Quote of the week: ''We are learning to know precisely the location of our genes, but significant numbers of us don't know the whereabouts of our children.'' Wendell Beny
There's something about a near-death experience that makes you want to throw up, yet at the same time makes you sit up and take notice. Something about the nearness of entering eternity that helps you to see things you have never seen before, hear the wind blow through the trees with sounds you have never heard, makes you feel close to people you have maybe taken for granted. I can only say this from my own experience: Things cannot ever be the same. For whatever reason, you are called to change. The change may be subtle and minor in nature, or more dramatic, but try as you might, it cannot be ignored. This new awareness, however, will not affect the peeves. This is way too much fun.
Some final thoughts before the election:--
Someone is going to win every race, which in some instances is going to be real unfortunate.--
If George W. wins the presidency, I'm seriously considering becoming a monk.--
I hope Mark Baker finally gets the message.--
I'm expecting a 50 percent voter turnout, which is extremely optimistic, yet pathetic.--
One final note on a more personal basis: vote Weik and vote often.

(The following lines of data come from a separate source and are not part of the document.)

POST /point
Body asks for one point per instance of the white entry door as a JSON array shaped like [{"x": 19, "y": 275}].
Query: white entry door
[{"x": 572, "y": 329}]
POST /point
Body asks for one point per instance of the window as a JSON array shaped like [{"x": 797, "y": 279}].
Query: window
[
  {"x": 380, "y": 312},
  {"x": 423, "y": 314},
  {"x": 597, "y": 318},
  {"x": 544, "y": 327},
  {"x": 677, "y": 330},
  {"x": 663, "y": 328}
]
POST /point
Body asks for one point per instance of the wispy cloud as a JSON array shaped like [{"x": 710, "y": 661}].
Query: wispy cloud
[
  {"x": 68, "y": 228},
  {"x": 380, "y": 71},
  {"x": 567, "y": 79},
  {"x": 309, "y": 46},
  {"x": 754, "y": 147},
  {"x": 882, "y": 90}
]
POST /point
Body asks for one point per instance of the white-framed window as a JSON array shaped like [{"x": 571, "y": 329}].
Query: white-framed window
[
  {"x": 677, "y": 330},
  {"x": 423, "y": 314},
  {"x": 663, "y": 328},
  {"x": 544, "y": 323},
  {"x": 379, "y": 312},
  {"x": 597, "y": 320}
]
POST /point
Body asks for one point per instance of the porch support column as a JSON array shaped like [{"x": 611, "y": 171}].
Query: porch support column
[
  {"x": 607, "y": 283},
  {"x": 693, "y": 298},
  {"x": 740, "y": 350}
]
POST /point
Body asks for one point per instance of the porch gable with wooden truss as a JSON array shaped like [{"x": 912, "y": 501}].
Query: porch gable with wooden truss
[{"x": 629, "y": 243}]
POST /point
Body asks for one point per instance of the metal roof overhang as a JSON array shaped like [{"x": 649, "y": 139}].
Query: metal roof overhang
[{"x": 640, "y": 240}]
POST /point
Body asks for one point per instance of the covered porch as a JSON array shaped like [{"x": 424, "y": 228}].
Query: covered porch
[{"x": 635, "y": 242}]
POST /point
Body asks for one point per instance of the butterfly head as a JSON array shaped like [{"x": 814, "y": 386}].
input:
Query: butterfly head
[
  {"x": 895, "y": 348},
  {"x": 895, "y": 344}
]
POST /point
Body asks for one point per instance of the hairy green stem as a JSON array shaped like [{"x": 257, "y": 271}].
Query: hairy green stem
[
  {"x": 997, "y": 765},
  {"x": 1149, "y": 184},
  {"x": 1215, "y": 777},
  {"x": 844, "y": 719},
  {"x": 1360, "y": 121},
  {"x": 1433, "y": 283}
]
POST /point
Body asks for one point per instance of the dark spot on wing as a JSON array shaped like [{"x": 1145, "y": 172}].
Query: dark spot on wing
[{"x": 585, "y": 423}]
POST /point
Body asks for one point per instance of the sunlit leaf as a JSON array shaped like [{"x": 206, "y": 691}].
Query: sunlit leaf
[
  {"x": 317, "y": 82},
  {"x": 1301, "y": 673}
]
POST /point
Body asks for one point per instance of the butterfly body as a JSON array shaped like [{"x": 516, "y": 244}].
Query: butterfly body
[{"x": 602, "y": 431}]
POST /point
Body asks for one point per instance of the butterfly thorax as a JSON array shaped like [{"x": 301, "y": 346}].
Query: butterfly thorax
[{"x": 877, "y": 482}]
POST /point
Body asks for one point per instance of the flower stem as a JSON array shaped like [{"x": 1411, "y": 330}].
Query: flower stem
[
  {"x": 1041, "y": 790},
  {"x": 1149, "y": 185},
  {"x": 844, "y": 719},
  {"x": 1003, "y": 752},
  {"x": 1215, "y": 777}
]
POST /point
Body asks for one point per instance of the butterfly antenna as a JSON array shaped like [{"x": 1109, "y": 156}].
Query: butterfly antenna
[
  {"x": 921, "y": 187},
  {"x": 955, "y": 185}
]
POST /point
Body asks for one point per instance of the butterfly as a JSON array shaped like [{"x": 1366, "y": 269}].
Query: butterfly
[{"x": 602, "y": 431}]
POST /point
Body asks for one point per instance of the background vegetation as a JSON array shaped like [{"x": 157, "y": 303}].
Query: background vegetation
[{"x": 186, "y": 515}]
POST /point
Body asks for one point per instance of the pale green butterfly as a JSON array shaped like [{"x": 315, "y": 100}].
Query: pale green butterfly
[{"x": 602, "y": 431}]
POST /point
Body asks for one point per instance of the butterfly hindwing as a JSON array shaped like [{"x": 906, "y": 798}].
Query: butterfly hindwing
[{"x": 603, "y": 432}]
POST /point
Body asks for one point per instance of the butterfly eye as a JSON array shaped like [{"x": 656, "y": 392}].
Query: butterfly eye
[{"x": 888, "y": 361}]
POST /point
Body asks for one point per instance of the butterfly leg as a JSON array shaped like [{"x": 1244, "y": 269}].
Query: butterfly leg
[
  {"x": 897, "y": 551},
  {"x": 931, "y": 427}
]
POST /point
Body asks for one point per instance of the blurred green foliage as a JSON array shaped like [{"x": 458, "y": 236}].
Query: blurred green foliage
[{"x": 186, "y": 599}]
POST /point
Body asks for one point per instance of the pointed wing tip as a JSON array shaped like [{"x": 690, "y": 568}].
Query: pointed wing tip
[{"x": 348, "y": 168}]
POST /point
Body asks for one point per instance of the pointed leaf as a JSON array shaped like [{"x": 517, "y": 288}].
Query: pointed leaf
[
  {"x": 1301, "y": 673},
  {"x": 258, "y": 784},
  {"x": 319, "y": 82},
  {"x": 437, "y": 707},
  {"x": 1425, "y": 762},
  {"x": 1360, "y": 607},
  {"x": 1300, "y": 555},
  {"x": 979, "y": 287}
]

Finishing my election predictions:--
McCune should manage to win as an incumbent.--
Circuit Clerk is another matter. Chessman and Shallenberger have both campaigned hard, neither are incumbents, and both work in the Circuit Clerk's office. This one is a toss-up.--
I see Moffitt winning by a narrow margin, depending on voter turn-out. A large turn-out will favor Watson. If Hawkinson wins the Supreme Court seat and Moffitt takes his Senate seat, which I'm sure he would want if given the opportunity, Josh will have the upper hand in 2002, if he stays with it.--
I don't make County Board predictions. As for a majority, I see a 1 or 2 seat edge for the Republicans.
Answering the mail:--
Dear Peever: Sorry to hear you have been sick. I hear you had a near-death experience. Would you consider sharing it? Molly.
Dear Molly: The near-death experience involved me choking one of the doctors. You can read about it in the Peoria newspaper.
-- Dear Bruce: They want to rename Galesburg 2000. Do you have any suggestions? Harry.
Dear Harry: I heard they're thinking about ''Envision Galesburg.'' With the current board, that would mean we would end up uniquely 1930ish. I'm going with ''Stretch The Truth, Inc.''
-- Dear Mr. Weik: You seem very negative. You get on everything and everybody. Is there nothing you like? Mary.
Dear Mary: I like ice cream, steaks, and tequila, none of which I can have any more. That should help explain my attitude.
-- Dear Mr. Peever: I get the feeling you don't like women? Any explanation? Melody.
Dear Melody: I do like women. I go to the Platinum Club all the time.
Remember to vote. You have no business moaning and groaning about politicians if you don't get your butt to the polls. We get what we deserve. If you don't like what's going on, work to change it. Sitting in front of the TV and bitching is not going to help. It's a proven fact.